Challenges Remain In Securing U.S. Elections By 2020
LULU GARCIA-NAVARRO, HOST:
The Mueller report reaffirmed that Russian agents broke into computer systems tied to U.S. elections in 2016. There's no evidence that they changed any votes. But the possibility that future voting could be hacked has led to stepped-up efforts to secure elections by 2020. NPR's Pam Fessler has the details.
PAM FESSLER, BYLINE: On August 24 of last year, Vermont Secretary of State Jim Condos knew that things had changed. His IT manager came to his office and told him that two IP addresses linked to the Russian Federation were trying to break into their computers.
JIM CONDOS: We immediately sent that down to the Department of Homeland Security and to the Center for Internet Security for review.
FESSLER: And federal authorities discovered similar incidents in other states.
CONDOS: Immediately, they were able to send out a message to all 50 states to alert them to this. And so that's the kind of - the sense that we had that the communication level had improved tremendously.
FESSLER: Certainly a far cry from 2016 when state and local election officials and federal authorities barely knew that each other existed. Since then, there's been a constant flow of communications, cybersecurity training and equipment upgrades to protect against another attack. In Illinois, where Russians successfully broke into the state voter registration database and stole the information of half a million voters, the state has hired what are called cyber navigators to help county election offices strengthen their defenses.

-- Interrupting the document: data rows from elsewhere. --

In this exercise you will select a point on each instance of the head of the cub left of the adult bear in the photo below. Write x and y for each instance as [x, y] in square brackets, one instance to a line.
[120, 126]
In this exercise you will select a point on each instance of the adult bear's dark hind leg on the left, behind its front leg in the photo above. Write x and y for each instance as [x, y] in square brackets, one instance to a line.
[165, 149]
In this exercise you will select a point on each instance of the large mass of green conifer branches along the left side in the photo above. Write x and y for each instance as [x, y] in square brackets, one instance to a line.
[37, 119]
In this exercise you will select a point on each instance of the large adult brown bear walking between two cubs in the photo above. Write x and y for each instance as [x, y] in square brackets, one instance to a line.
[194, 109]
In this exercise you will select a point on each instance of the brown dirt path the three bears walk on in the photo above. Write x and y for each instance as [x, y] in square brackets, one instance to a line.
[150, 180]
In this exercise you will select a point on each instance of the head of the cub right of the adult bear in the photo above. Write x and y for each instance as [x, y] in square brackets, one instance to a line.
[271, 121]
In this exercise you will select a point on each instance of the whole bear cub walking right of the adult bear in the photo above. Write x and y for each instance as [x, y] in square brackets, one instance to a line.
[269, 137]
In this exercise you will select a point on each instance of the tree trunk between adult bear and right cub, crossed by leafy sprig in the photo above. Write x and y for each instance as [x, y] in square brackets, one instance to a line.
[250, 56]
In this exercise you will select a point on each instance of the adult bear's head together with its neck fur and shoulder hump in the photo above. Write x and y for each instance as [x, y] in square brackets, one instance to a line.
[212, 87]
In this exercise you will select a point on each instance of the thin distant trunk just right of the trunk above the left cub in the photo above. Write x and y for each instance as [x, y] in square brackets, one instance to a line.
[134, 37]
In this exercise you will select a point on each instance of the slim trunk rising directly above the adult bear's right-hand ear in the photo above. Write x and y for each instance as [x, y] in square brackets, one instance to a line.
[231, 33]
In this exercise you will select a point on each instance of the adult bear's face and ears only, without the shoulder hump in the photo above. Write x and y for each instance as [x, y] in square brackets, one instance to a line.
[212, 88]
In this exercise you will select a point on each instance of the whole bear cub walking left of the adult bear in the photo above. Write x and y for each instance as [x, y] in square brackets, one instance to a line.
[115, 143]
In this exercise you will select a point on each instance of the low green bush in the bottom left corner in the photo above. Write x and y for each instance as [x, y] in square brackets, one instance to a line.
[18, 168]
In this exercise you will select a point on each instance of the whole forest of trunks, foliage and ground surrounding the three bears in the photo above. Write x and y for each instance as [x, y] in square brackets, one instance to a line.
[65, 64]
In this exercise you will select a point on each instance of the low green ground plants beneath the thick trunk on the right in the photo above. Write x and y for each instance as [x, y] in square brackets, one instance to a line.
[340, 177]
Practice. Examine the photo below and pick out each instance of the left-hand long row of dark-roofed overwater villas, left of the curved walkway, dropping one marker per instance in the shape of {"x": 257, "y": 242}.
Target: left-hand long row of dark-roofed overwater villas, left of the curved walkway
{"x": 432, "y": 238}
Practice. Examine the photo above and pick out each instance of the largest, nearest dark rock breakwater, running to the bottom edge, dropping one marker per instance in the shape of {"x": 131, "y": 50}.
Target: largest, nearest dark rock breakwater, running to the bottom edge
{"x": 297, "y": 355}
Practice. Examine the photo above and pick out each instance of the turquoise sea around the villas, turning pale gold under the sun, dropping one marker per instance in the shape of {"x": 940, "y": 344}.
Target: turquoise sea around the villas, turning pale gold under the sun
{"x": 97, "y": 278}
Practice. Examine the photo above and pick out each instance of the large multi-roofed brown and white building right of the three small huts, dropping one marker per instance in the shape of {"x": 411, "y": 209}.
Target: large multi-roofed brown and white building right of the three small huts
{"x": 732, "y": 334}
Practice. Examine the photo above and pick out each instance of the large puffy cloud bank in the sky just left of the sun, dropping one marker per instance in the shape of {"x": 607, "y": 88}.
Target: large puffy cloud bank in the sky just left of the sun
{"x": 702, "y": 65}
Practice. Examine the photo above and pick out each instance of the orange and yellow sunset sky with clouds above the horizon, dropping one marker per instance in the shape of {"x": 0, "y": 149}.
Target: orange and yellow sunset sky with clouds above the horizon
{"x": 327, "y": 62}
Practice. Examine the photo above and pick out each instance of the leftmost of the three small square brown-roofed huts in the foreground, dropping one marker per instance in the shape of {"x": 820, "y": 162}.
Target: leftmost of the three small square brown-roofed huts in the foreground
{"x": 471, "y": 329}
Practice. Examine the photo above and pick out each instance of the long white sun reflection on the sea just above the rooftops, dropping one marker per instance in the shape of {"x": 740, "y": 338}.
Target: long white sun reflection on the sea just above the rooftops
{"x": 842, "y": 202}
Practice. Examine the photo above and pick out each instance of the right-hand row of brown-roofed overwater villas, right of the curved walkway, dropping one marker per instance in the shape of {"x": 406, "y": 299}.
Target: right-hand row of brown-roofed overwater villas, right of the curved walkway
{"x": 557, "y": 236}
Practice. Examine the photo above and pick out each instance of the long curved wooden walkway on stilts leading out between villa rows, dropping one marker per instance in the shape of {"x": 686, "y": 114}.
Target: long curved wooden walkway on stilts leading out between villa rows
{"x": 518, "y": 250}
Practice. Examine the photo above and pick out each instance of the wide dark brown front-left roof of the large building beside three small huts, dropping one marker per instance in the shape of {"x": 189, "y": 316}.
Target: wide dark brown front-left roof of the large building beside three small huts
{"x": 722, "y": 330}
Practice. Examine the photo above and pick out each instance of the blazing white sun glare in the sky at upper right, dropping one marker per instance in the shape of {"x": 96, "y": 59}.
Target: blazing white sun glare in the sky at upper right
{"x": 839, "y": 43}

MATT DIETRICH: We do not want one of those 108 local election authorities to be a weak link that gets targeted and gets hacked into.
FESSLER: Matt Dietrich, a spokesman for the state election board, says that could undermine public confidence in an entire election.

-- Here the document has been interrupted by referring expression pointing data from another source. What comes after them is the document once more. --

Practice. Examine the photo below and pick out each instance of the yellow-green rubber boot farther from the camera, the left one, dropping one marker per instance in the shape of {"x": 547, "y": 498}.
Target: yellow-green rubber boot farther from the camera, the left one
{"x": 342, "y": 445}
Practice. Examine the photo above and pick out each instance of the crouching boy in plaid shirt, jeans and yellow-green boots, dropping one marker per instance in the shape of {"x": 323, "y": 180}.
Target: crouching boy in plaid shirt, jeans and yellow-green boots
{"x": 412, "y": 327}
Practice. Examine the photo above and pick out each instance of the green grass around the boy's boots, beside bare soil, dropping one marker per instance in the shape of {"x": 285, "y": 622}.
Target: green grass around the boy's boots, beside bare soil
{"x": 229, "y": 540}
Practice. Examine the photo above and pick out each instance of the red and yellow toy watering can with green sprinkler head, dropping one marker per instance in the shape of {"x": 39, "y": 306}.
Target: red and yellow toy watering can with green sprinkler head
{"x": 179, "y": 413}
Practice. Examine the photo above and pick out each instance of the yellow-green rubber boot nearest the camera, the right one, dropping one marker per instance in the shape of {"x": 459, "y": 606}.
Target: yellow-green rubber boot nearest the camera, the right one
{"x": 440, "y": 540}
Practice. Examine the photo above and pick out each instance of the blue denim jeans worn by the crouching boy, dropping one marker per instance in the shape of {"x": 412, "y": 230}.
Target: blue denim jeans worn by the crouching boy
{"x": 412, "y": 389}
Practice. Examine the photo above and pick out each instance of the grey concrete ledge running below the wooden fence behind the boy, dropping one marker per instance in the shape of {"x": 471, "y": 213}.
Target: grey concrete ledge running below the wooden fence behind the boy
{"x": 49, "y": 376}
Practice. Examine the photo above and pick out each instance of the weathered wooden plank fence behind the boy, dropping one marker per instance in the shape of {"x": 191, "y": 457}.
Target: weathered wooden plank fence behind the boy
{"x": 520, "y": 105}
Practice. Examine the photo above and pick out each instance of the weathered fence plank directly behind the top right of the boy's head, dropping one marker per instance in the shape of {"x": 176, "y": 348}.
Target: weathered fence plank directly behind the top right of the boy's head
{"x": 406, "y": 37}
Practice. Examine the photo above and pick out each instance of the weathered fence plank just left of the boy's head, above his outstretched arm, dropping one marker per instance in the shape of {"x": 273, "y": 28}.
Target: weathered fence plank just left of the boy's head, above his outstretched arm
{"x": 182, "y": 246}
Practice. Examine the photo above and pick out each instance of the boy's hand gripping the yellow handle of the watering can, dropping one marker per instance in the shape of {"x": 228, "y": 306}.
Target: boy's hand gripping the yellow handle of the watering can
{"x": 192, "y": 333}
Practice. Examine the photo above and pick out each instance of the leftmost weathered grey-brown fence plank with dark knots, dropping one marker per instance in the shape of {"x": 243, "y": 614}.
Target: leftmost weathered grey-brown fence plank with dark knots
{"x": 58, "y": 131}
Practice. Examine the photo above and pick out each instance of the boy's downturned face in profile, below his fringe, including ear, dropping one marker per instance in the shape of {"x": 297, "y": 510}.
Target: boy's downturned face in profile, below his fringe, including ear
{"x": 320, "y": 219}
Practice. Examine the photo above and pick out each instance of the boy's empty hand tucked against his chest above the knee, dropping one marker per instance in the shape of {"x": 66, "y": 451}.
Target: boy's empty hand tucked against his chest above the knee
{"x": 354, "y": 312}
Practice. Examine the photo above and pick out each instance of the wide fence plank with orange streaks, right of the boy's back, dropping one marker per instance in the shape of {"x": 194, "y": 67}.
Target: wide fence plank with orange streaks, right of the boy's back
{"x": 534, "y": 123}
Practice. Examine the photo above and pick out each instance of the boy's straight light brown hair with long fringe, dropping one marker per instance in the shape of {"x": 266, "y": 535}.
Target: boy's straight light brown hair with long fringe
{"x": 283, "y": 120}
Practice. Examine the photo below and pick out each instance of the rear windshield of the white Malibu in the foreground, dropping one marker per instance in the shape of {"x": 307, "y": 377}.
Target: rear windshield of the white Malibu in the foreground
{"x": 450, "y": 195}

DIETRICH: They only have to get into one system to say they're in all of them.
FESSLER: Which keeps a lot of election officials up at night - David Stafford is supervisor of elections in Escambia County, Fla., a state that appears to be a special target for Russia. The Mueller report said the FBI believes that hackers gained access to one county computer system, which hadn't been publicly known before.
DAVID STAFFORD: But I don't think anybody is resting on their laurels and thinking that, OK we've licked this. And so now we can move on to the next issue. I think that it's all hands on deck.
FESSLER: Stafford notes that Florida has purchased what are called Albert sensors for each county, which allow their computer systems to be constantly monitored for signs of an attack. Other states are spending millions of dollars provided by Congress last year on new voting equipment and training. Matt Masterson of the Department of Homeland Security says another big focus will be figuring out how to fight the kind of disinformation campaign that Russia waged in 2016.
MATT MASTERSON: To help Americans understand what disinformation and foreign influence looks like. What are those tactics and techniques? - and how to go to trusted sources or understand the information that they're reading in that environment.
FESSLER: The details for this public outreach effort are still being worked out. Masterson says the big fear is that misinformation about things like election results could cause as much if not more chaos as tampering with votes. Still, some cybersecurity experts think the government isn't doing nearly enough.
JAKE BRAUN: We're, essentially, just as vulnerable as we were in 2016.
FESSLER: Jake Braun heads the Cyber Policy Initiative at the University of Chicago and is co-founder of the DEF CON Voting Machine Hacking Village, which exposed security flaws in equipment used around the country. Braun says many places still use insecure equipment. He's disturbed that President Trump hasn't made clear that those who tamper with those systems will be held to account.
BRAUN: Probably the number one conclusion I've come to in the last several years of working on this is that our elections are, essentially, unsecureable and that without a really strong and clear deterrence policy in place from the White House, the bad guys are going to do what they want to do.
FESSLER: He and others hope to make that as difficult as possible.